Let’s say the game has progressed to a state where the Corp has drawn 15 cards, and you have not seen a single agenda yet. Well, on average you know there is 6 points drawn from R&D right now, and unless they are hidden among face-down cards you know that they are in HQ. This makes accesses on HQ worth 6/5=1,2 points per card. Three times as valuable as running R&D!
On the other hand, if they have a solid scoring-plan set up you might have counted 2-4 points leaving the game already. In this case it may be worth focusing on other servers, unless you can get some multi-access on HQ.
Accessing off of HQ has a subtle inherent bonus many do not think about: all cards there are also worth the tempo cost of drawing them to the Corp. If you steal or trash cards in HQ you cost the Corp the click (or mandatory) used to draw the card. This adds up.
Since every Corp card in R&D is worth close to 0,4 agenda-points, when accessing R&D this is your expected value per access. This is usually what you should count as the payoff when making runs there. If only stealing from R&D you thus have to access ~18 unique cards.
If you have seen the Corp use one or several effects to shuffle cards back, and you suspect those are agendas this would change your math. In some matches this means agenda-density can be much higher than 0,4 later in the game.
Accessing off of R&D has the inherent bonus of preventing the corp from drawing agendas. This is extremely important as a combined disruptive/progressive strategy if they have a solid scoring-plan on the board.

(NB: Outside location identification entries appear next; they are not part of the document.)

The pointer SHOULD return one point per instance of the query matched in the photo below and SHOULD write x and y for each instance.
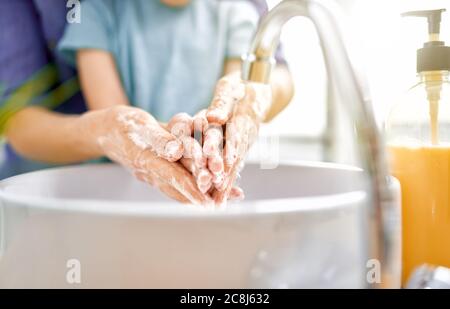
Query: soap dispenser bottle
(418, 136)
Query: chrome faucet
(383, 218)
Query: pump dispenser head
(434, 56)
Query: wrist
(90, 127)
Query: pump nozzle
(434, 21)
(434, 56)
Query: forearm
(51, 137)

We have covered runs & payoffs as well as ICE & rezzing. Then we have done a deepdive into classic agenda scoring as Corp and how to effectively steal agendas as Runner. These are all moves that spend tempo to progress your objectives in the game.
One bad run can undo several turns of effective play, and a good one can compensate for being behind in tempo. All games of Netrunner have a strategy that gives you a chance of winning.
This concludes the deepdive into tactical decision-making.